Encampment Rules and Guidelines
Welcome to the Municipality of Chatham-Kent’s survey on the possibility of rules and guidelines for where encampments should and should not be. As the housing & homelessness crisis grows, it is impacting all community members in some way, and we want to hear from you.
What’s happening now?
Communities across Canada have increasingly grappled with the need to find solutions that address the needs of both people living in encampments and the broader communities within which they exist. Homelessness and encampments continue to grow and are the result of several systemic failures including:
- a lack of affordable housing,
- frozen social assistance rates,
- insufficient mental health and addiction treatment services,
- limited accessible emergency shelter space,
- a broader lack of affordability for basic needs, and
- insufficient resources at a municipal level to address these issues.
Chatham-Kent’s current emergency shelter (Victoria Park Place) operated at 99% capacity on average in 2024, illustrating that there are simply not enough beds for the approximately 200 plus individuals experiencing homelessness in Chatham-Kent. The true solution is more housing options, and although there is progress in this area, building takes time and funding commitments from the provincial and federal governments. In recognition of this, the Municipality is enhancing the local response to unsheltered homelessness.
Chatham-Kent’s response follows guidance from important human rights documents and a legal decision from the Ontario Superior Court of Justice.

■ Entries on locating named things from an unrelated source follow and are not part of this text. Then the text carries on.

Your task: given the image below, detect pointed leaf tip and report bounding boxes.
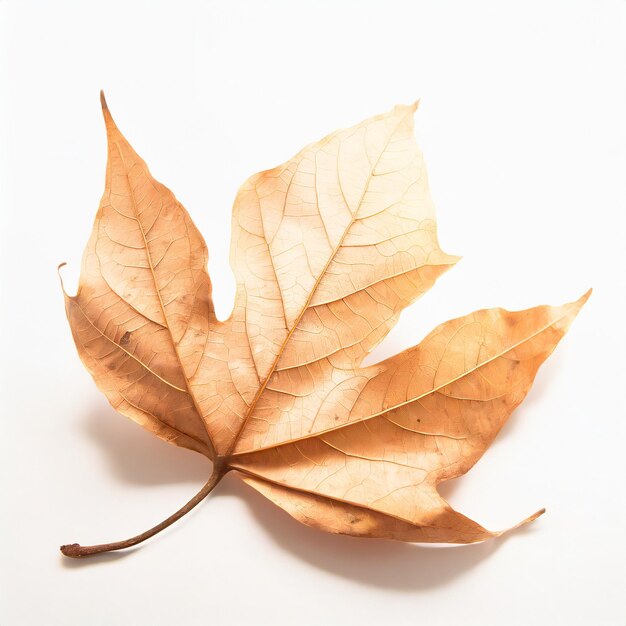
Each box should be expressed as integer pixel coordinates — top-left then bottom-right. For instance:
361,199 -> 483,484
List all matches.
100,89 -> 117,128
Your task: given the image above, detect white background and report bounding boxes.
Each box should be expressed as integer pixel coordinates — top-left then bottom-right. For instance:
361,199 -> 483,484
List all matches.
0,0 -> 626,626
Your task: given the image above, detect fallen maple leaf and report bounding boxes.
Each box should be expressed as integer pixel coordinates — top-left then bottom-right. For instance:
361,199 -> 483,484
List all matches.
61,97 -> 589,557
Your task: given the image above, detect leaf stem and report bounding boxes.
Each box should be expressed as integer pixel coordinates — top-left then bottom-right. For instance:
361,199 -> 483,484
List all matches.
61,463 -> 228,559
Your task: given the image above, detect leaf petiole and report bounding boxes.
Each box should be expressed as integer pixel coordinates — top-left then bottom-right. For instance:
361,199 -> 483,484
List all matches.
60,463 -> 228,559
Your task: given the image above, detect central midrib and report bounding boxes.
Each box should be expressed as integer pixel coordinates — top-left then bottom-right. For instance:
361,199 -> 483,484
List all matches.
225,110 -> 412,457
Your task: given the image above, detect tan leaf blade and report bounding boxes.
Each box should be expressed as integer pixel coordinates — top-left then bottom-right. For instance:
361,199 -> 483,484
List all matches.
62,99 -> 589,556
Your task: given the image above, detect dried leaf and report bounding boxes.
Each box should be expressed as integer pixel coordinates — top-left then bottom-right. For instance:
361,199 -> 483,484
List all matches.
57,98 -> 589,556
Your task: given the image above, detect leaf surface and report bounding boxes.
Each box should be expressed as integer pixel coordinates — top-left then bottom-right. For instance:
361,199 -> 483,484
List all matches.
65,94 -> 588,543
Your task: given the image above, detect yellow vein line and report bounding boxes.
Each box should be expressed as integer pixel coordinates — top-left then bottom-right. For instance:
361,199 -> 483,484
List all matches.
233,312 -> 569,456
226,109 -> 413,456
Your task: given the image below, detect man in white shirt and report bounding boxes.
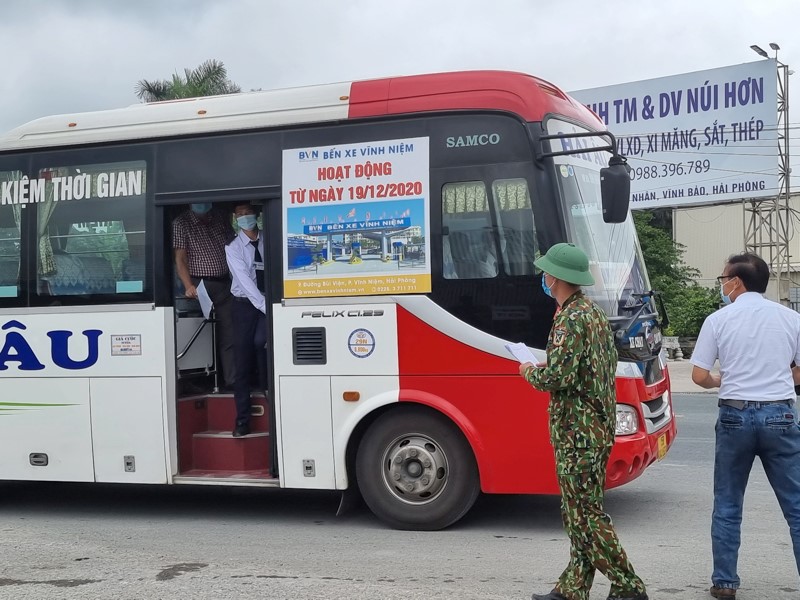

This decision affects all municipalities in Ontario, finding that evicting encampment residents without offering truly accessible shelter spaces violates their rights under the Canadian Charter of Rights and Freedoms. This means that the Municipality of Chatham-Kent cannot remove people who are experiencing homelessness unless alternative options are provided or there are compelling safety concerns.
Chatham-Kent is seeking a consistent approach to better determine what areas are suitable for an encampment, and what areas are not, to reduce the harms that this crisis is having on the entire community, including for those living in encampments. By recognizing that this problem cannot be solved by enforcement, we are seeking a harm reduction approach that recognizes the reality of encampments while also reducing the harms that they can create without any rules or guidelines/expectations.
What is the Municipality of Chatham-Kent’s role?
The Municipality of Chatham-Kent does:
- Serve as the Service Manager for the Province of Ontario for Housing and Homelessness programs.
- Receive limited funding to provide services across the housing continuum.
- Additionally, the Municipality has been funding emergency housing out of Municipal reserves as the funding received from the province is not nearly enough to meet the growing need.
The Municipality does not:
- Set social assistance rates which have been frozen for people relying on Ontario Works since 2018 - that is approximately 2,400 Chatham-Kent households. Every month these households move one step closer to homelessness as they cannot afford their rent or basic needs, such as food and supplies for hygiene.
- Manage or deliver mental health or substance use programming. The waitlists to access these vital treatment services are often over six months long. Currently, when someone acknowledges that they need help and they want to access treatment, they are faced with several month long waits which is not conducive to successful recoveries.
These are just some of the examples that illustrate the complexity of the situation happening across the province and why the Municipality is not equipped, nor does it have the authority, to resolve this crisis on its own.
Our goal is not to secure consensus on rules and guidelines but rather to improve our recommendations to Council that balances a variety of experiences and rights. Homelessness as well as the opioid crisis is impacting a growing number of Chatham-Kent residents and business owners, but it is having a far superior impact on the people directly living in this crisis. Every day is a matter of life and death for people living in encampments. Finding an improved path forward to reduce harms while helping people get the treatment and support services that they need remains our priority.